## 1 Introduction

[2] The concept of potential predictability is based on the idealization that interannual variability of seasonal means can be partitioned into two independent components: weather noise variability that is inherently unpredictable beyond a few days (or a few weeks for certain large‒scale structures) and a slowly varying component that is potentially predictable [*Madden*, 1976]. The extent to which seasonal variability exceeds weather noise variability determines the degree of potential predictability. The source of potential predictability often is identified with slowly varying components of the climate system, such as sea surface temperature, sea ice, or soil moisture, and, as such, is relatively constant within a season but can change dramatically from year to year. In principle, potential predictability also can arise from internal atmospheric dynamics [*Frederiksen and Zheng*, 2007]. Strictly speaking, externally forced changes in greenhouse gases, aerosols, and solar insolation also contribute to potential predictability. The word “potential” is used because the persistent components themselves may not be predictable on seasonal timescales.

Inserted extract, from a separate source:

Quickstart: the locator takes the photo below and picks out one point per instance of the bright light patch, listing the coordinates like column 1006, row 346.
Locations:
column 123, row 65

[3] There are two fundamentally different approaches to quantifying potential predictability. The first is based on generating an ensemble of climate realizations using a dynamical model. For instance, all members of an ensemble could be forced by the same sea surface temperature (SST) but initialized at slightly different atmospheric states [*Rowell et al.*, 1995; *Kumar and Hoerling*, 1995; *Zwiers*, 1996]. The spread of ensemble members for a given SST measures the weather noise variability, while the variation of the ensemble mean due to varying SSTs measures the boundary‒forced interannual variability. This approach has the advantage of having scope to detect weak signals according to *Rowell et al.* [1995] but has the disadvantage of relying on models that are always imperfect.

[4] The second approach is to estimate potential predictability from statistical models fitted to a single realization of observation‒based data. This approach avoids problems due to inadequate dynamical and physical representations but requires long, homogeneous time series and makes statistical assumptions that may be violated. Just as dynamical models differ in their assumptions regarding the behavior of physical processes, statistical methods differ in their assumptions regarding the probabilistic structure of the underlying stochastic process. *Madden* [1976] proposed a frequency domain approach to estimating potential predictability in which weather noise variance is estimated from power spectra derived from 96 day time series [see also *Shukla*, 1983; *Zwiers*, 1987]. *Shukla and Gutzler* [1983] proposed an analysis of variance method modified to account for autocorrelated time series [see also *DelSole and Feng*, 2013]. *Jones et al.* [1995] proposed a time domain approach in which time series are fitted to a mixed model with errors having an autoregressive moving‒average structure. *Zheng* [1996] proposed this model for estimating autocorrelations, and *Feng et al.* [2012] proposed a simplified version of this model, called the analysis of covariance (ANOCOVA) model, for testing hypotheses about potential predictability. *Zheng et al.* [2000] proposed an analysis of variance method that can be applied to monthly mean time series. Finally, *Feng et al.* [2011] proposed a bootstrap technique that makes less restrictive assumptions about the underlying stochastic process.

[5] A comparison of the above predictability estimates has not been made using the same data set spanning the same modern time period over the entire globe. The purpose of this study is to compare estimates of potential seasonal predictability derived from *observation‒based daily time series*. These methods are denoted as Shukla‒Gutzler (SG), Madden (MN), ANOCOVA, and bootstrap and are described in more detail in section 2. The method of *Zheng et al.* [2000] is not included since it is based on monthly means, but we will show that many of our results are consistent with the results shown in *Zheng et al.* [2000], which is impressive given that it does not process daily information. Furthermore, we consider only the autoregressive approach of *Feng et al.* [2012], which appears to be adequate in most cases. The estimates of potential predictability produced by these methods are of fundamental interest, and their differences highlight the sensitivity of these estimates to the choice of method. Application of these methods to synthetic data is discussed in section 3, while application to observation‒based data is discussed in section 5. The concluding section provides a summary and discussion of results.